Местный фельдшер удалил её пинцетом. К станку меня больше не допустили. С повязкой, как пирату Флинту, пришлось «красоваться» с неделю, пока не зажило. В общем, отделался ожогом роговицы. Повезло. Хотя зигзагообразный шрам, если смотрю в небо или потолок, вижу отчётливо. И рисунок его каждый раз напоминает мне о жизни в бараке ремонтно-механического завода.
Со слесарными работами у меня тоже не очень гладко поначалу получалось. Поэтому доверяли мне лишь грубое шкурение. Наварку и тонкую доводку, до микронов, завершали другие, более опытные и, наверное, способные коммунары, кто обладал лёгкой рукой, обычно бывшие карманники, как правило «оттянувшие срок» в колонии. Частично или полностью. За примерное поведение их направляли на завод. Закрепощали. Как до тысяча восемьсот шестьдесят первого года. Да и куда им оставалось податься — без документов, с дьявольской «справи́лой» в зубах? Снова красть? К нам поступали лишь те, кто «завязал». Документов им почему-то на руки не выдавали. Их хранили где-то в неведомой мне «спецчасти», которую все попросту называли «спецухой». Как прозодежду. Всегда грязную, истёрханную, облачившись в которую, мы добывали свой хлеб насущный, дожидаясь совершеннолетия.
Я получил паспорт, но храню его дома. Живу по какой-то справке («справиле» или «правиле»). Я её и в глаза не видел. Мне, как и другим, отдел кадров завода (совместно с прикреплённым к нам оперуполномоченным) выдаёт на дни, свободные от работы, если не имеешь замечаний, «увольнительную». Ведает этим комендант общежития. «Вольняшка» может выдаваться на день, сутки, отпуск — по трудовым заслугам. Учитывается и стаж, и поведение твоё в общаге и на рабочем месте. И кто ты есть, на что способен, если окажешься вне коммуны.

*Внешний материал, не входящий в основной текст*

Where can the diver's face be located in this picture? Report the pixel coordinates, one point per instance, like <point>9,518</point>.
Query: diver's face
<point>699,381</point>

Ребята втихаря называют себя «крепостными». Может быть, от этих строгостей случаются иногда побеги. И меня «разбирали» на совете отряда после неожиданного исчезновения Генки Сапожкова. Хотя я уже не «керосинил» с ним (перевели «на подхват» — разнорабочим), но в отряде нашем он не числился. Видимо, «бугор» решил лишь меня из списка не исключать: вдруг дома, если мама настоит на увольнении, жить станет снова «не климат», и я опять приду в отряд. Генку до последнего дня, когда его в бараке видели, совет отряда почему-то не утвердил. Чуяли, наверное, что ненадёжный «кадр» и может в любой день «лыжи надеть» и «слинять».[418] Только в «шестёрках» бегал, на вспомогательных работах. По понятиям коммунаров — «шестерил».[419] Чаще Стюрке пособлял по хозяйственным делам. Костлявая уборщица, совсем «штрундя» (старуха), которой, вероятно, под сорок настукало, неизменно оставалась довольна его трудолюбием. Нравился он ей. Стюра, вроде бы, из местных, смолинских. Некрасивая, всегда хмурая, навечно с тряпкой и ведром в руках — нас ни много ни мало тридцать с лишним «гавриков», и каждый какую-то грязь в барак тащит. А ей за всеми нами убирать.